U.S. House panel will be voting next month as TikTok faced possible ban

0
121

The House Foreign Affairs Committee plans to hold a vote next month on a bill aimed at blocking the use of China’s popular social media app TikTok in the United States, the committee confirmed on Friday.

The measure, planned by the panel’s chair Representative Michael McCaul, a Republican, would aim to give the White House the legal tools to ban TikTok over U.S. national security concerns.

“The concern is that this app gives the Chinese government a back door into our phones,” McCaul told Bloomberg News, which reported the vote timing earlier.

In 2020, then-President Donald Trump attempted to block new users from downloading TikTok and ban other transactions that would have effectively blocked the app’s use in the United States, but lost a series of court battles over the measure.

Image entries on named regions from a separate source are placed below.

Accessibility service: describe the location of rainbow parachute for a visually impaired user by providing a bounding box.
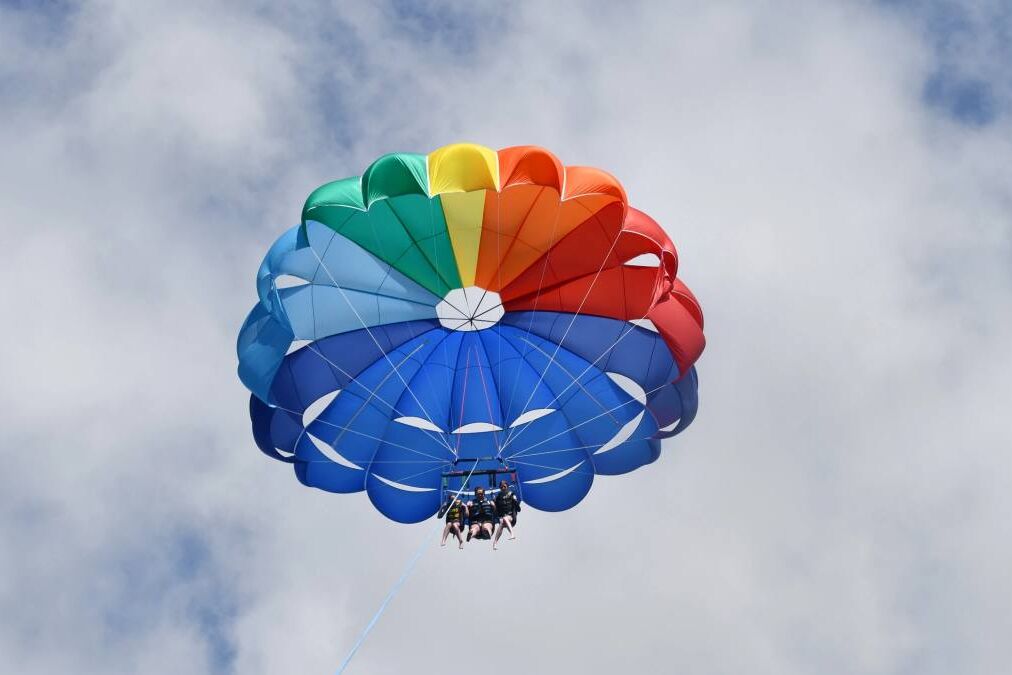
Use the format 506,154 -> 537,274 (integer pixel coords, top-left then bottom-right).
238,144 -> 704,522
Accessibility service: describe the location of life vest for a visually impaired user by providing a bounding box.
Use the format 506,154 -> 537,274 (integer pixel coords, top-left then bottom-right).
446,503 -> 463,522
471,499 -> 496,522
496,492 -> 516,518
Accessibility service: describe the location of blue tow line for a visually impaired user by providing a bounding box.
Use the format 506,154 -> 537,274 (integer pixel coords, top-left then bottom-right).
337,522 -> 442,675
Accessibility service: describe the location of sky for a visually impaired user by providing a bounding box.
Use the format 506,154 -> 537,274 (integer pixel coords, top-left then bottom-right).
0,0 -> 1012,675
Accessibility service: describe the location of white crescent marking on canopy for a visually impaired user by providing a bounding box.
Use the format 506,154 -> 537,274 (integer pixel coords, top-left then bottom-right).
372,474 -> 435,492
303,389 -> 341,427
509,408 -> 558,429
604,370 -> 647,406
594,411 -> 646,454
659,417 -> 682,431
394,417 -> 444,433
306,433 -> 365,472
523,459 -> 586,485
450,422 -> 503,433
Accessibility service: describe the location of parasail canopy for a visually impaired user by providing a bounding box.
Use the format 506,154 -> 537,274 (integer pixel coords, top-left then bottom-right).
238,144 -> 704,522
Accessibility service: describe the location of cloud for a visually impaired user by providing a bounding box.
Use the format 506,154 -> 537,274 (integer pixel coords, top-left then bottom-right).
0,2 -> 1012,675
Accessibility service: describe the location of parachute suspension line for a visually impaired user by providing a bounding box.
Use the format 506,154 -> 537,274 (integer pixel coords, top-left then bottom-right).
337,453 -> 478,675
478,338 -> 505,457
337,522 -> 442,675
450,349 -> 477,459
506,229 -> 622,451
299,344 -> 455,456
310,242 -> 452,451
503,187 -> 566,425
510,383 -> 671,461
495,297 -> 655,457
497,255 -> 669,459
317,344 -> 445,459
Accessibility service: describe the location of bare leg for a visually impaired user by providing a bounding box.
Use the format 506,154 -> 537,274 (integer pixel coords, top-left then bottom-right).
503,516 -> 516,539
492,518 -> 506,551
439,523 -> 450,546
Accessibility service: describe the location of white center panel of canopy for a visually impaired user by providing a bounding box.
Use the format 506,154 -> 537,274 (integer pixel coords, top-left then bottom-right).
436,286 -> 505,331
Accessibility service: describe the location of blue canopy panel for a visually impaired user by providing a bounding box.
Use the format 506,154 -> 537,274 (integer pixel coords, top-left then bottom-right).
500,312 -> 699,439
251,312 -> 697,522
237,221 -> 440,401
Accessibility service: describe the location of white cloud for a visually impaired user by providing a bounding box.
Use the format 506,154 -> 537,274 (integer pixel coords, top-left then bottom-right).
0,2 -> 1012,675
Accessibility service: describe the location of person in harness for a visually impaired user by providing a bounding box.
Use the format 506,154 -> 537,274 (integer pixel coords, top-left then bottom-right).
468,488 -> 496,541
436,495 -> 471,549
492,481 -> 520,551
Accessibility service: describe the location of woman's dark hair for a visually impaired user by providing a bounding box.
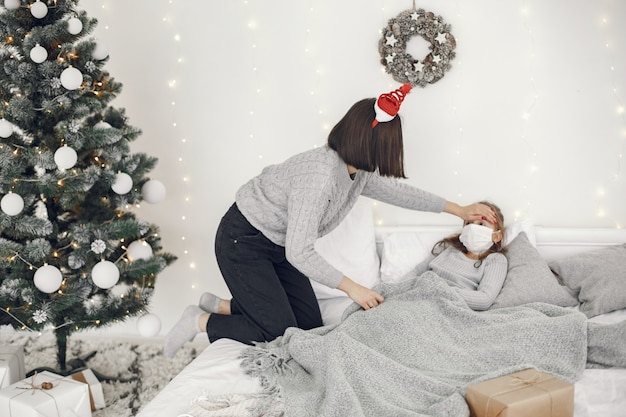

The Biden administration in June 2021 formally abandoned that effort. Then in December, Republican Senator Marco Rubio unveiled bipartisan legislation to ban TikTok, which would also block all transactions from any social media company in or under the influence of China and Russia.

But a ban of the short video app, which is owned by ByteDance and is popular among teens, would face significant hurdles in Congress to pass, and would need 60 votes in the Senate.

For three years, TikTok – which has more than 100 million U.S. users – has been seeking to assure Washington that the personal data of U.S. citizens cannot be accessed and its content cannot be manipulated by China’s Communist Party or anyone else under Beijing’s influence.

TikTok said Friday “calls for total bans of TikTok take a piecemeal approach to national security and a piecemeal approach to broad industry issues like data security, privacy, and online harms.”